Will he drop off if you take him for a walk or a drive?
Don't know what to say, just hit the same problem over the last two days. DS 22 months fell asleep today after lunch, put him to bed, he got up 15 mins later and climbed over the stairgate to escape from his room. He finally crashed out at 3pm and is still asleep so I'll be watching this with interest
I do agree with motherofgirls, sometimes best just to drop it. NOne of mine really napped after 2 - only occassional falling asleep in the car or when really tired. They had a 6pm bedtime.
Lucky you - both mine flatly refused day time naps from the day they turned 18 months! You just have to accept that he will be a bit grumpy for a while - he may have a nap every other day for a while but it sounds like he has decided that sllep is for wimps!
Darn it, MotherOfGirls, you may well be right there (and god I hope you're right about it getting better!) I've been pondering whether he's ready to just give it up, but then usually just as I'm saying 'I think I won't bother putting him down tomorrow' I go in and find he's fast asleep. Maybe I should try just not putting him down. But then how do I stop myself strangling him halfway through the afternoon when he's being tired, cranky and unbearable ??
I've heard some people's kids play quietly alone for an hour in the afternoon as 'quiet time' but can't imagine DS doing this - anyone have any tips for achieving it? The words 'quietly' and 'alone' are not big in DS's little world...
Don't have a car, ChopsTheDuck, and he doesn't use a pushchair anymore. Can't imagine him falling asleep in the Tube which is his preferred mode of transport - he's far too excited when on a train to sleep!
tv for quiet time.
stand him up to eat his dinner so that he doesn't suffocate.
Could you drop the nap and bring bedtime forward to say 6.30. I find that a bit of "downtime" in front of cbeebies after lunch also helps them get through.
My two dropped the lunchtime nap at 2 years old. I also found that ceebeebies was a good way of giving them some quiet recharging time (and giving me a bit of a break, I think it's hard for the parent to adjust to not having that lunchtime free as well!)
I also tried to make sure they weren't doing too much in the day at that stage as they got so tired it was hellish, as they then weren't in the mood to eat their tea and were frantic by bathtime and hungry really early in the morning.

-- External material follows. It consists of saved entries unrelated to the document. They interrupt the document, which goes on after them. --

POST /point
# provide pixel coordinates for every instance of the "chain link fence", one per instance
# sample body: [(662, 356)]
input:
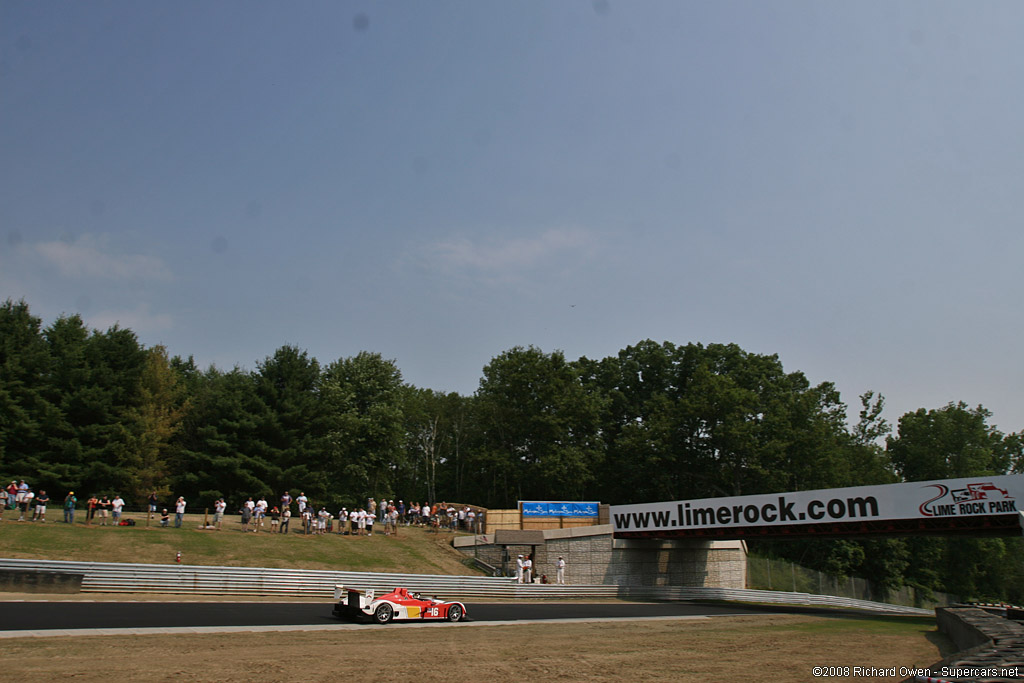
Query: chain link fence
[(775, 574)]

Consensus is definitely to drop it. Dammit! But thank you ladies for bringing some clarity to the situation. Okay. Here goes... CBeebies or DVD after lunch for an hour is a good shout. He likes TV, and he has even been known to sit still for ooooh, 30 seconds or so, while watching it.
Bringing bedtime forward will cause tears - from DH, as it will mean he won't see DS at all except at the weekend, and DH often has to work weekends. I'll try to tough it out until 7pm rather than put DS in bed before DH gets home every day. They're good friends DH and DS, shame to spoil their bathtime antics. (Covering their faces in foam 'beards' and both going 'ho ho ho!' like Santa Claus when I walked in with the towels last night. Maybe you had to be there, but it cracked me up...)
DS1 did this at almost exactly aged 2. We dropped the afternoon nap and instigated quiet time in front of a DVD instead (try something that really grabs his attention like Finding Nemo - they seem to get obsessed by one particular film at this age). HTH and good luck!
Give it up - the signs are all there. This happenend to me - but DD was barely 2! I was in mourning for that nap. But hey, look on the bright side, you'll probably get him to go to bed earlier and IME it won't make a difference to his wake time.
Found out why my lad is fighting his nap. He woke up and was sick all over me, his bed and his room...
If it's any consolation, I did find it quite liberating to be able to take DD out for lunch and not rush back in time for her nap - once I'd accepted she wasn't going to have one any more! It certainly made family weekends more fun and more flexible.
BTW, she is now 13 and sleeps as late as she possibly can in the mornings!!!!!!